「じゃぁ、周りの人も気づいてるのかな?」

「いや、多分それはない」

「なんで?」

「だって会長だよ、あの怖い会長を誰が見ようとするの?」

さりげなく酷いことを言っているようなぁ…。

「でも、永久が会長を好きだってことは、周りの女子は気づいてるかもね、噂があるし」

「う、噂?!」

な、なんの噂?

そんなものがあるなんて知らなかった。

「その噂ってのはね、先輩の弟の時夜居るじゃない?」

「うん」

「それで、時夜がじっと永久を見ているの知らない?」

「そ、それは知ってるよ」

監視されているからね、きつい視線が来ているのに直ぐに気づく。

「なんだ、気づいてたんだ」

「ま、まぁね」

「じゃぁ、噂の内容簡単に説明できるじゃん」

「え…?」

私は、緊張しながら架純の言葉を待った。

「なんと、会長と永久と時夜の中で、三角関係が出来てるんだって」

「え……、えええ!!」

さ、三角関係!!

「会長を好きになった永久、でも会長は永久に興味がなくて、でもその弟は永久を好きってね」

だ、誰がそんな噂作って広めたの?!

「ひ、酷い!先輩が私に興味ないとか勝手に決めつけて!そんなことないのに…」

「お、落ち着いて、ただの噂だよ。

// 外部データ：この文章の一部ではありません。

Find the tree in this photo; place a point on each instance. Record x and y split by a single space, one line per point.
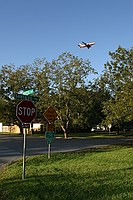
13 80
64 76
118 80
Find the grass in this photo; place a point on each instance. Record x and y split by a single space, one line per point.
100 174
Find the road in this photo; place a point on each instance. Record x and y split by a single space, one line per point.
11 147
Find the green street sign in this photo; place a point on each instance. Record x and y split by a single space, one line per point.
27 92
50 136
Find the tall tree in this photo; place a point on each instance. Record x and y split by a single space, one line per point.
68 73
118 80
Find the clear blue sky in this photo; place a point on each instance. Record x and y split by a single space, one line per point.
31 29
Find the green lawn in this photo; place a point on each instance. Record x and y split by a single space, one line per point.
100 174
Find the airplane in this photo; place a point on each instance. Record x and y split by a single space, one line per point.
88 45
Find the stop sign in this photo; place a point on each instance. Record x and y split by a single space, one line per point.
26 111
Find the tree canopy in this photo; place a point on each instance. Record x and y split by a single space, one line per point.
118 80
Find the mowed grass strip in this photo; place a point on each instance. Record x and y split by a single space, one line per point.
100 174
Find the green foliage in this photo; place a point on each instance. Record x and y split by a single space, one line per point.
118 79
101 174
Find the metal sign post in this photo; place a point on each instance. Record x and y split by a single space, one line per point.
49 137
24 153
25 112
49 150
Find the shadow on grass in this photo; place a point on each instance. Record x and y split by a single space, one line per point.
70 186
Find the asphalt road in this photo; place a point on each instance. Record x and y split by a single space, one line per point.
11 147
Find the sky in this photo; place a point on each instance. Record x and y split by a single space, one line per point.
31 29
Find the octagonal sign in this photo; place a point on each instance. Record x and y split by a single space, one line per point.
26 111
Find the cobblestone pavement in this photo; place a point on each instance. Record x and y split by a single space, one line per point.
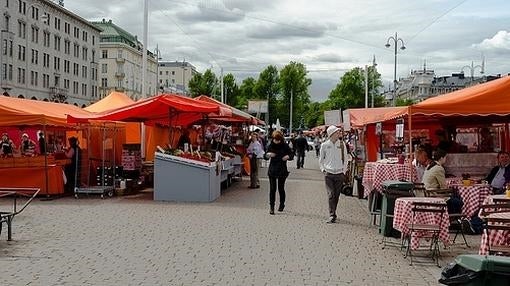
232 241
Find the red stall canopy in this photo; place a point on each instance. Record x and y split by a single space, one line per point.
168 109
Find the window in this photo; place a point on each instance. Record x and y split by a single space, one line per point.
35 57
56 63
76 68
6 19
57 23
84 53
46 60
46 39
66 66
21 53
35 34
67 47
76 50
35 13
57 43
22 29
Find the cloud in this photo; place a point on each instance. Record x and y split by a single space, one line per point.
295 30
203 13
500 41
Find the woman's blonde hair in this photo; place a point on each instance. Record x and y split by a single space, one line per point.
278 135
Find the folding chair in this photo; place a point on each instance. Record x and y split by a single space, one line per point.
431 229
455 218
497 224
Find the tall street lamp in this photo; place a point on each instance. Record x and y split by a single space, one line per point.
395 40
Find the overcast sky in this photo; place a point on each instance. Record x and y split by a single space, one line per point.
328 36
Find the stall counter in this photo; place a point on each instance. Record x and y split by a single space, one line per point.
34 177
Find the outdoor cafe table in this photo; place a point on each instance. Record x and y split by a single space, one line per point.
403 215
495 237
375 173
472 196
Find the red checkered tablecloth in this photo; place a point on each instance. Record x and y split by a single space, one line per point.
403 215
473 196
496 237
376 173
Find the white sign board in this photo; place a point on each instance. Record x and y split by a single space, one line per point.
257 106
332 117
347 120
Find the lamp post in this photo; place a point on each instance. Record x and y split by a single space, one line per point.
472 68
395 40
157 52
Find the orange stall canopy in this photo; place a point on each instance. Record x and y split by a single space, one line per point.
166 109
25 112
113 101
486 99
232 114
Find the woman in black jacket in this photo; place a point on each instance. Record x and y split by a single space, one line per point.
279 153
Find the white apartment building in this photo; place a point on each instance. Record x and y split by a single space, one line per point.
120 63
47 53
175 76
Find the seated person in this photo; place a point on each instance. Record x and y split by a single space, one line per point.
434 176
499 176
6 146
27 146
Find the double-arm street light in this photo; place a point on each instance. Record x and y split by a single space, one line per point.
395 40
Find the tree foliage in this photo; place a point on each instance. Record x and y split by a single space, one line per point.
294 84
350 91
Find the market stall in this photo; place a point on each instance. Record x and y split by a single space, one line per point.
42 123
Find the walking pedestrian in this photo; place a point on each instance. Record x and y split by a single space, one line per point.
279 153
301 145
332 161
255 152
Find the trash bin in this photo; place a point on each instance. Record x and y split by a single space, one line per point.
359 185
475 270
391 191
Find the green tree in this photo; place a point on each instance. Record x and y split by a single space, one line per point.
268 87
403 102
203 84
246 92
230 89
294 84
350 91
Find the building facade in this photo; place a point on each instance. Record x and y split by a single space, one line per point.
47 53
120 63
174 77
423 84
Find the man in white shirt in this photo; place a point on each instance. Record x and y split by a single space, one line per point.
332 161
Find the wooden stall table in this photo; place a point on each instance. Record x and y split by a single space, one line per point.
34 177
498 237
472 196
403 215
375 173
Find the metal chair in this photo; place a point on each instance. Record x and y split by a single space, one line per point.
497 224
456 219
432 230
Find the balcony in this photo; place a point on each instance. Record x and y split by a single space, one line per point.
58 94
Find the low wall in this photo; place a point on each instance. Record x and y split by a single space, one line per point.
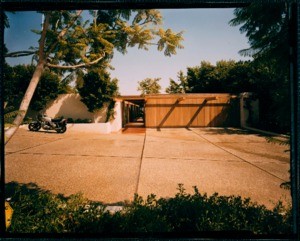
101 128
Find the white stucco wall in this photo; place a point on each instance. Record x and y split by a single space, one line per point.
70 106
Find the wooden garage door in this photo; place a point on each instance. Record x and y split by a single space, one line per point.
191 110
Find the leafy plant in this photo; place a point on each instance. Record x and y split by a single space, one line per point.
39 211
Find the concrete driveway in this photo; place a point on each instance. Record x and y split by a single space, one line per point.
112 167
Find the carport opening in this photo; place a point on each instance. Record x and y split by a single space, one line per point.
133 112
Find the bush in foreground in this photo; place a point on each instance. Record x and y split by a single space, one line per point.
38 211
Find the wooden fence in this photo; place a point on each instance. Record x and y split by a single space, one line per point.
191 110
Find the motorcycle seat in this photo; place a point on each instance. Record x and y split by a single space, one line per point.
57 119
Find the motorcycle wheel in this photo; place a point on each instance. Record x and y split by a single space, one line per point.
34 126
62 129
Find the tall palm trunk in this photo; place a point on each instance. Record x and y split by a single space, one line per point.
32 85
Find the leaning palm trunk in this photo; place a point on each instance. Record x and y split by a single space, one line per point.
25 102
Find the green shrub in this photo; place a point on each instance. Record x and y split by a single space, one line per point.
39 211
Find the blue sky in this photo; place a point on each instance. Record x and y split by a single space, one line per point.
207 36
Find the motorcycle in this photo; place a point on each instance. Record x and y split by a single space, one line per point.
47 123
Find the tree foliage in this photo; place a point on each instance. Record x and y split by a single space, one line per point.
68 42
267 28
179 86
97 90
149 86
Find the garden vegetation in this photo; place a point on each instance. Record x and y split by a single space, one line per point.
39 211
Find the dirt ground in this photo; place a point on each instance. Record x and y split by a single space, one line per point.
112 167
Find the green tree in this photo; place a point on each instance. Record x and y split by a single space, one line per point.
16 80
67 43
267 28
178 87
149 86
97 90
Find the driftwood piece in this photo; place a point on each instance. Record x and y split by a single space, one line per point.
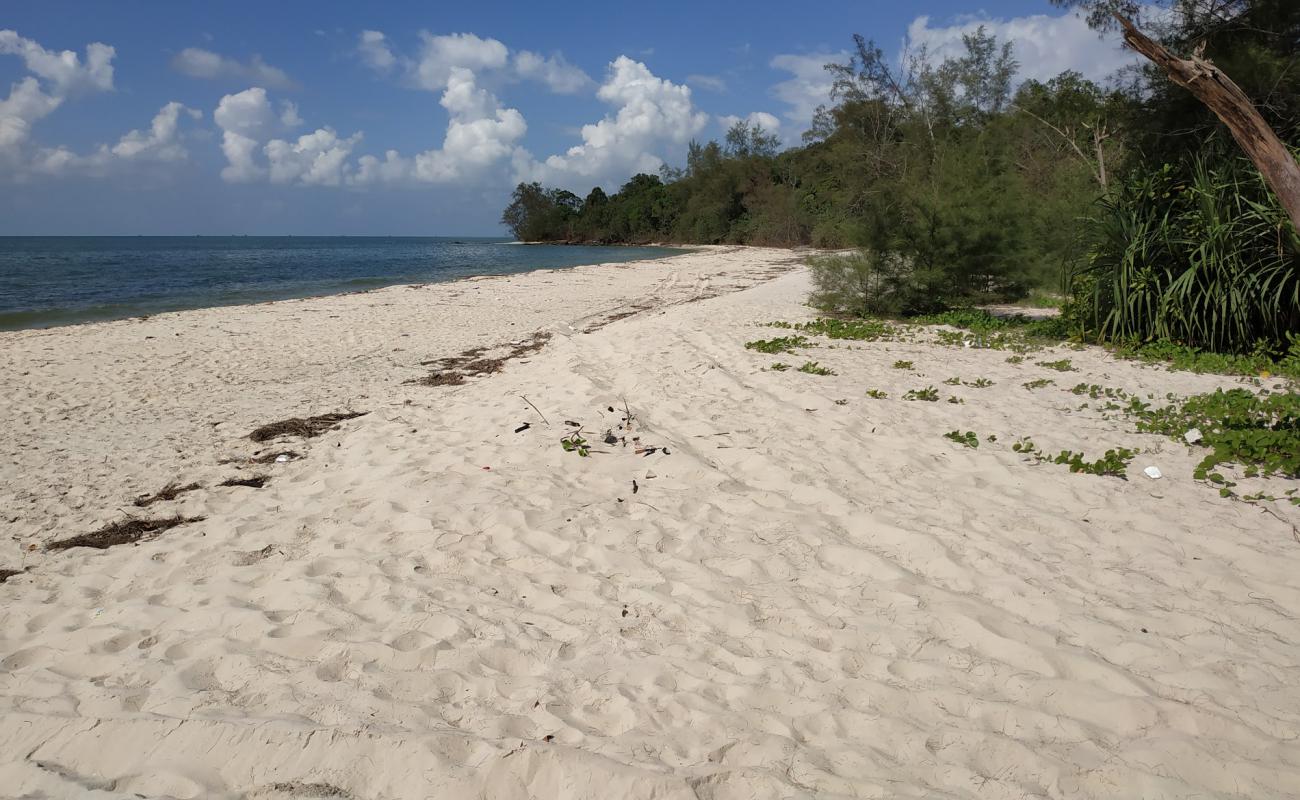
1230 104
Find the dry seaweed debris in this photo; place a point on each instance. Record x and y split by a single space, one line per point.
254 481
168 492
454 370
128 531
273 457
304 427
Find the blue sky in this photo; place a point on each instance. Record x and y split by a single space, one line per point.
293 117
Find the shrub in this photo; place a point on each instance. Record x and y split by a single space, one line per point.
866 284
1203 256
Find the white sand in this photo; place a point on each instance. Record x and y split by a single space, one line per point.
802 599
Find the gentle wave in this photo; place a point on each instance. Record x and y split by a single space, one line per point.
47 281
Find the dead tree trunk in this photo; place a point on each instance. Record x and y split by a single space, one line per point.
1230 104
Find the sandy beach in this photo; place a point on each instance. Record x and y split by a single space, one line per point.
766 584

それに、まだ話の続きがあるんだよね」

「聞きたくない…」

「それでねーー」

架純の話は止まらなかった。

「永久に興味がない会長、それに悲しむ永久、それを慰める時夜、そして永久の中で恋が芽生え始める、でも先輩を諦められない。そして、会長は永久が大事な存在だと気づき、兄弟で取り合いってね」

「なんで噂なのにそこまで話盛ってんの?!乙女ゲームじゃん!!」

時夜君が私を好きとか絶対ありえない。

あんなことされたし、先輩と私の仲を裂こうとしてるし。